Research

Job Market Paper:

Liquidity and Labor Reallocation in an Uneven Economy - Paper

Abstract: Do liquid savings help displaced workers change sectors when changing sectors results in short-run earnings losses but long-run gains? I provide causal evidence that displaced workers with access to liquidity are more likely to switch industries. To do so, I rely on a regression kink design approach using data from Washington state and show that a $10 increase in weekly benefits raised the propensity of switching by 0.55 percentage points. Upon re-employment, I find that switchers initially have 10 percentage points lower earnings than stayers, but the gap reverses within two years. To rationalize these findings, I develop a quantitative framework that features incomplete markets, multiple sectors and costly labor reallocation. More liquidity enables displaced workers to reallocate across sectors while smoothing out earnings losses and leaving unemployment faster. According to the model, more generous unemployment insurance fosters more reallocation. When shocks affect sectors unevenly, this leads to less severe recessions.


Working Papers:

Global Value Chains and the Dynamics of UK Inflation - Paper

Abstract: This paper explores the link between the UK's participation in global value chains (GVCs) and inflation dynamics. Using a two-country model with input-output linkages, we demonstrate analytically that an increased reliance on imported intermediate goods, serving as a GVC proxy, results in a flatter Phillips curve. Empirically, we find evidence indicating that UK industries with higher proportions of intermediate imports from Emerging Market Economies (EMEs) exhibit a flatter Phillips curve. This observation stems not only from the impact of the GVC integration on the slope but also from the influence of cyclical forces that shape firms' marginal costs via international relative price fluctuations. Specifically, we highlight how the limited business cycle correlation between the UK economy and EMEs reduces the pass-through of domestic shocks to prices.

Work in Progress

The Micro Anatomy of International Remittance Flows (with M. Ludovica Ambrosino) [Draft coming soon!]

Funding: STICERD, Wheeler Institute for Business and Development

Abstract: This article documents five facts regarding the micro-level patterns of international remittance flows.
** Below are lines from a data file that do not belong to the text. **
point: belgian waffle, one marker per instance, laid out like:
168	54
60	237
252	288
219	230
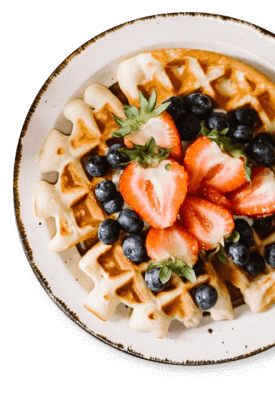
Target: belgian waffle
77	213
119	280
71	200
259	291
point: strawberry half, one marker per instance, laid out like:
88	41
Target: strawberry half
156	188
206	163
208	222
163	130
258	198
146	122
174	241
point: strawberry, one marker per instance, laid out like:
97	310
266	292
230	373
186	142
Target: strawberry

We leverage new administrative data from a large global money transfer operator (MTO). First, we find that remittance senders use their local currency as the reference currency as opposed to the recipient's local currency. Second, we find that an individual sender's remittance amount doesn't change frequently. Therefore, remittance flows are sticky in the sender's currency. Third, we find that on average, a given sender has multiple recipients, which tend to be located in one country. Fourth, we find that the recipient's local currency is the most common receiving currency, but the U.S. dollar is a prominent receiving currency in some Emerging Markets. Fifth, we find that during the pandemic, there was an increase in the number of transfers and volume of remittance flows through the MTO and this was driven in equal parts by existing and new senders to the platform.